Date of Award

January 2016

Degree Type


Degree Name

Doctor of Philosophy (PhD)


Botany and Plant Pathology

First Advisor

Jin-Rong Xu

Committee Member 1

Charles P Woloshuk

Committee Member 2

Stephen B Goodwin

Committee Member 3

Steven R Scofield


The cAMP-dependent protein kinase A (PKA) signal transduction pathway plays an important role in morphogenesis and virulence in plant pathogenic fungi. In the rice blast fungus Magnaporthe oryzae, it regulates surface recognition, appressorium turgor generation, and invasive growth. Two genes in M. oryzae named CPKA and CPK2 encode the catalytic subunits of cAMP-dependent protein kinase A. Previous studies have shown that deletion of CPKA failed to block response to exogenous cAMP, suggesting the involvement of CPK2 in cAMP signaling. To further characterize the function of the catalytic subunits of PKA in infection-related development in M. oryzae, we generated the cpkA cpk2 double mutant. The double mutant had severe growth and conidiation defects. It was non-pathogenic though the intracellular cAMP level and activation of the Pmk1 MAP kinase were increased. Interestingly, the double mutant spontaneously produced fast-growing suppressors after cultivation on oatmeal agar plates over ten days. Twenty fast-growing suppressors were isolated and characterized. Sequencing analysis showed that loss-of-function mutations in MoSFL1 were responsible for the rescue of growth defects of the cpkA cpk2 mutant. MoSfl1 acts as a transcription repressor by interacting with the Cyc8-Tup1 co-repressor. The interaction between MoSfl1 and Cyc8-Tup1 is relieved by phosphorylation of MoSfl1 by PKA, which is important for normal hyphal growth.

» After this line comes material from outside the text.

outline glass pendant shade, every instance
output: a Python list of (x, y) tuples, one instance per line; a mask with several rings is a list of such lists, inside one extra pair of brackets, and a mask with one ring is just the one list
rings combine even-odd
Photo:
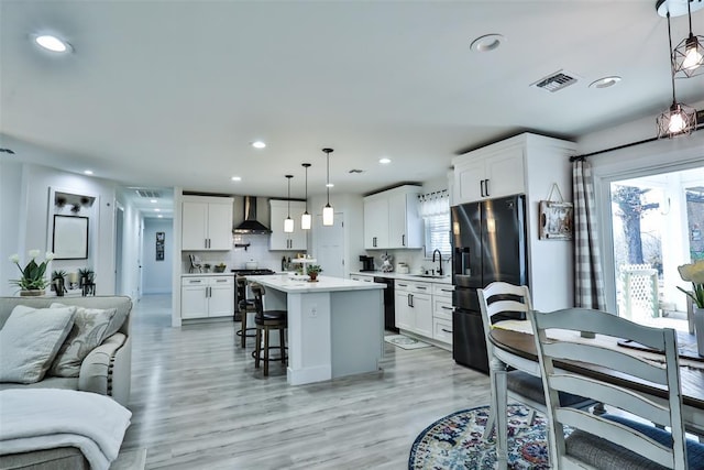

In the suppressor strains, loss-of-function mutations in MoSfl1 bypassed the requirement of PKA phosphorylation to release its inhibitory binding with the Cyc8-Tup1 co-repressor complex. In this study, we provide new insights into the role of the catalytic subunits of PKA in growth and development and implicate that its negative effect on the transcription repressor MoSfl1 is required for hyphal growth in M. oryzae.